Jeff darted from street to street, from neighbourhood to neighbourhood, confused, sometimes frightened, sometimes absurdly absent. He stopped to catch his breath, then marched, watchful, down an unfamiliar stretch of road while trying to get his bearings. He was thirsty, his lips were cracked; he was so hot he sometimes panted. It was quiet here now, and in this residential quarter of town he sensed an atmosphere of ease, an air of sun-baked lassitude. It calmed him, but he was still lost.
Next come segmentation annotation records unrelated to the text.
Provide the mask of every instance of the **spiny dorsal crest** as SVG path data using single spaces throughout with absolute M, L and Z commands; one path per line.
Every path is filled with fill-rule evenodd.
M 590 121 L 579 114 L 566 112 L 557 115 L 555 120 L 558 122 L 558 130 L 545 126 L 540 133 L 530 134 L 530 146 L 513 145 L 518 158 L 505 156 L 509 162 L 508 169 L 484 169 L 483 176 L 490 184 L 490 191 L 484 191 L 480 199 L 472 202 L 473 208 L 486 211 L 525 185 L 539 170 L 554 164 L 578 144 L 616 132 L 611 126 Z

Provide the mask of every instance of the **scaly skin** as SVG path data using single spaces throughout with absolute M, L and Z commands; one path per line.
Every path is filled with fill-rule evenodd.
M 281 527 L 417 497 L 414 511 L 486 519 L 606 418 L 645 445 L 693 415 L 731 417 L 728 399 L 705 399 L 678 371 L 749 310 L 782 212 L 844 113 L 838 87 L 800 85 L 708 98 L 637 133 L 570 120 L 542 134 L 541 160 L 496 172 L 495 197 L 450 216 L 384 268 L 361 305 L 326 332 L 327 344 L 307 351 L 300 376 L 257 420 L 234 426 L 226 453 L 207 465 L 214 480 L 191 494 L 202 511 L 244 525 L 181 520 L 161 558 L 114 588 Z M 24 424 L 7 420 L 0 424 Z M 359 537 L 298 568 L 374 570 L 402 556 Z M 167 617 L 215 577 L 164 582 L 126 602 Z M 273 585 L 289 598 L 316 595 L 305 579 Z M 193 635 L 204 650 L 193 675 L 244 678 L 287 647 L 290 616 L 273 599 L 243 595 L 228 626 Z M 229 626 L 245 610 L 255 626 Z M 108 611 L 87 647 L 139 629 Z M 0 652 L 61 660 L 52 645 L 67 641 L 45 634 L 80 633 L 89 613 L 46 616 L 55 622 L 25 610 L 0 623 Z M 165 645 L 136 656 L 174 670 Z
He was now on a narrow lane bordered on both sides by the back yards of houses. He kept to the middle of this lane, keeping as much distance as it was possible to keep between himself and the rickety low pickets, for fear of unseen enemies leaping out and viciously breaking the hush. He thought he heard the gentle purr of a car pulling out behind him but when he followed the noise with his acutely searching ears they led his eyes downward to the manhole cover he had just walked over.
Beneath it he could hear the steady rush of water, rolling itself over and over like the waves of an ocean. Over and over it went; he listened obediently as it turned, and turned, and turned; he listened intently, relaxed, relaxing, nothing but the sound of…
“Can I help you sonny?” A voice calmly broke his floor-faced reverie. Jeff started a little. The voice came from a friendly looking old man in a ragged check shirt and jeans that were a little too large for him. So large they flapped below the knee and drew Jeff’s now trusting – now defensive – glare. He looked the old man up and down, considered his options, thought about pulling on those flares for a minute or two, then with a determined shake of the head he cantered away, looking back for fear of being followed. He disappeared around a corner.
Moments later a real car, smart and funereal looking, passed down that same quiet lane and stopped by the old man, who had gone back to tending his garden. A man and woman stepped out and approached the back gate, uncomfortably.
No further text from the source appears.